The classical Hilbert Irreducibility Theorem can be viewed as saying the following: if \(\pi: Y \to {\mathbb A}^n_k\) is a dominant rational map of finite degree, with \(Y\) irreducible, then there is a rational point \(x \in {\mathbb A}^n_k\) such that the fibre \(\pi^{-1}(x)\) is irreducible. Replacing \({\mathbb A}^n\) with an arbitrary irreducible variety \(X\) over the field \(k\), we obtain a more general notion of Hilbert Irreducibility Theorem. This article concerns the case where \(X\) is an algebraic group, and we would like to restrict \(x\) to lie in a specified Zariski-dense subgroup of \(X(k)\).
To state the principal results of this article, we need to define the condition (PB) on on the cover \(Y \to X\), as follows.
Definition. The cover \(Y \to X\) satisfies condition (PB) (pullback) if, for any integer \(m>0\), the pullback \([m]^* Y := X \times_{[m],\pi} Y\) is irreducible.
The two main theorems cover different types of algebraic groups \(X\).
Theorem 1. For \(i = 1, \ldots, h\), let \(\pi_i : Y_i \to X := {\mathbb G}_{\roman m}^r \times {\mathbb G}_{\roman a}\) be a cover satisfying (PB). Then, if \(\Omega\) is a cyclic Zariski-dense subgroup of \(X(k)\), there exists a coset \(C\) of finite index in \(\Omega\) such that for all \(x \in C\) and for all \(i = 1, \ldots, h\) the fibre \(\pi_i^{-1}(x)\) is irreducible over \(k\).

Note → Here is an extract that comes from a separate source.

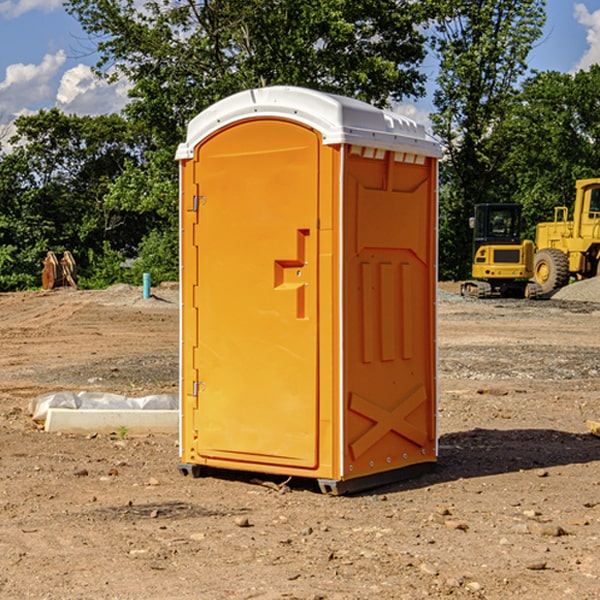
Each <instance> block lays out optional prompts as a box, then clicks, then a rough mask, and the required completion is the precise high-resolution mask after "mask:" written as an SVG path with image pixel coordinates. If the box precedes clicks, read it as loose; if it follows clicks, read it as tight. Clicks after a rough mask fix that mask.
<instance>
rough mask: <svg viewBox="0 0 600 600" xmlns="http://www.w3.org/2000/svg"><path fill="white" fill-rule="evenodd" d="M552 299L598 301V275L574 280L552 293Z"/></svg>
mask: <svg viewBox="0 0 600 600" xmlns="http://www.w3.org/2000/svg"><path fill="white" fill-rule="evenodd" d="M552 299H554V300H573V301H576V302H600V277H593V278H592V279H584V280H582V281H576V282H574V283H571V284H570V285H567V286H565V287H564V288H561V289H560V290H558V291H557V292H556V293H555V294H553V296H552Z"/></svg>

In the second case, \(X\) is a power of an elliptic curve \(E\) without complex multiplication.
Theorem 2. For \(i = 1, \ldots, h\), let \(\pi_i : Y_i \to E^n\) be a cover satisfying (PB). Then, if \(\Omega\) is a Zariski-dense cyclic subgroup of \(E^n(k)\), there exists a coset \(C\) of finite index in \(\Omega\) such that for all \(x \in C\) and for all \(i = 1, \ldots, h\) the fibre \(\pi_i^{-1}(x)\) is irreducible over \(k\).
Another theorem, an application of the same method, is the following “toric analogue of the Bertini theorem”.
Theorem 3. Let \(\pi: Y \to {\mathbb G}_{\roman m}^n\) be a cover defined over \(\kappa\), satisfying (PB). Then there is a finite union \({\mathcal E}\) of proper connected algebraic subgroups of \({\mathbb G}_{\roman m}^n\) such that if a connected algebraic subgroup \(G\) is not contained in \({\mathcal E}\), then \(\pi^{-1}(\theta G)\) is irreducible (over \(\kappa\)) for every torsion point \(\theta\).
This paper has an extensive introduction describing the motivation and background to these results, their connection to previous results in this area, and several further applications.